In 2020, the city looked at exempting the area from the coastal height limit to facilitate projects like Midway Rising, which would bring over a thousand new homes to the neighborhood.
San Diego put the issue to voters as a ballot initiative, and voters approved the measure by a sizable margin. But a group called Save Our Access sued San Diego over the ballot measure, arguing the city didn’t do the required environmental impact reporting on the height limit question.
The city argued those impacts were covered by the EIR it did when it rezoned the Midway district, but the courts disagreed.
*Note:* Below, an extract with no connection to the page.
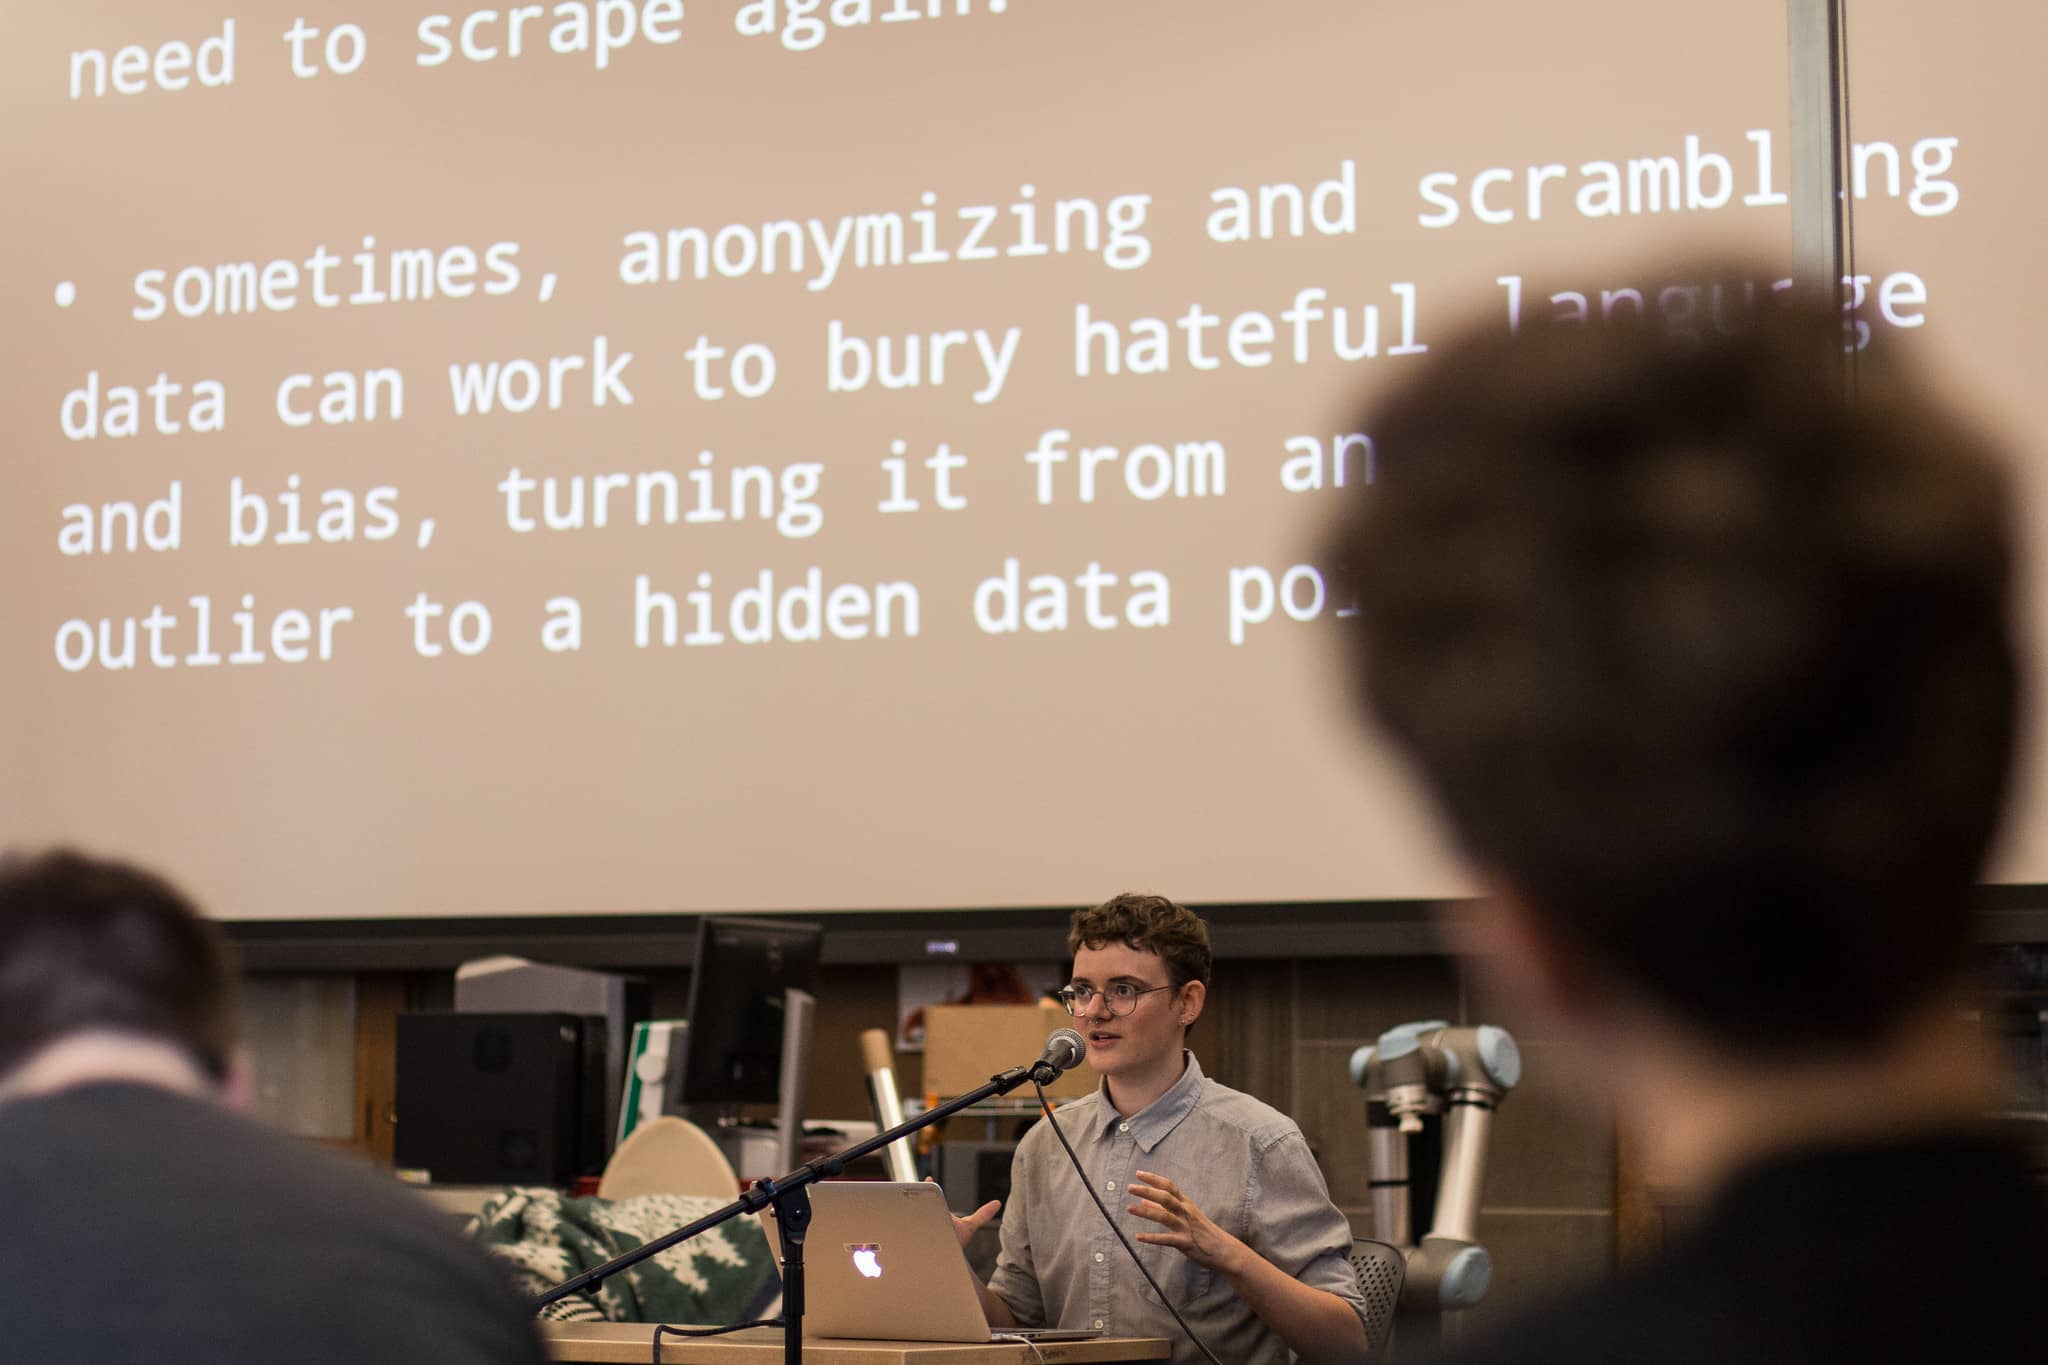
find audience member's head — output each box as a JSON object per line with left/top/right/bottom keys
{"left": 0, "top": 849, "right": 241, "bottom": 1089}
{"left": 1326, "top": 269, "right": 2019, "bottom": 1062}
The city went back and studied the impacts of taller buildings.
The firm hired by the city determined that taller buildings would not have any significantly different impact than those studied in the original EIR, and the city put the issue to voters once again in 2022.
Voters approved it a second time, and Save Our Access sued, again. The group argued the city should’ve done a whole new EIR for the height limit question, and the courts agreed.
The city appealed to the California Supreme Court, but that appeal was denied last week.
Looking Ahead
The Midway Rising team told Voice of San Diego last year that they believe the state’s density bonus law could allow them to move forward with the development regardless of the court’s decision. But the final project could look a lot different than what was originally proposed.
The California Department of Housing and Community Development confirmed that the density bonus law allows developers to exceed the local height limit in a letter sent to the city in 2022.
And the state Legislature has made efforts in recent years to streamline housing production, most notably with Senate Bill 131, which changes how CEQA is applied to housing developments.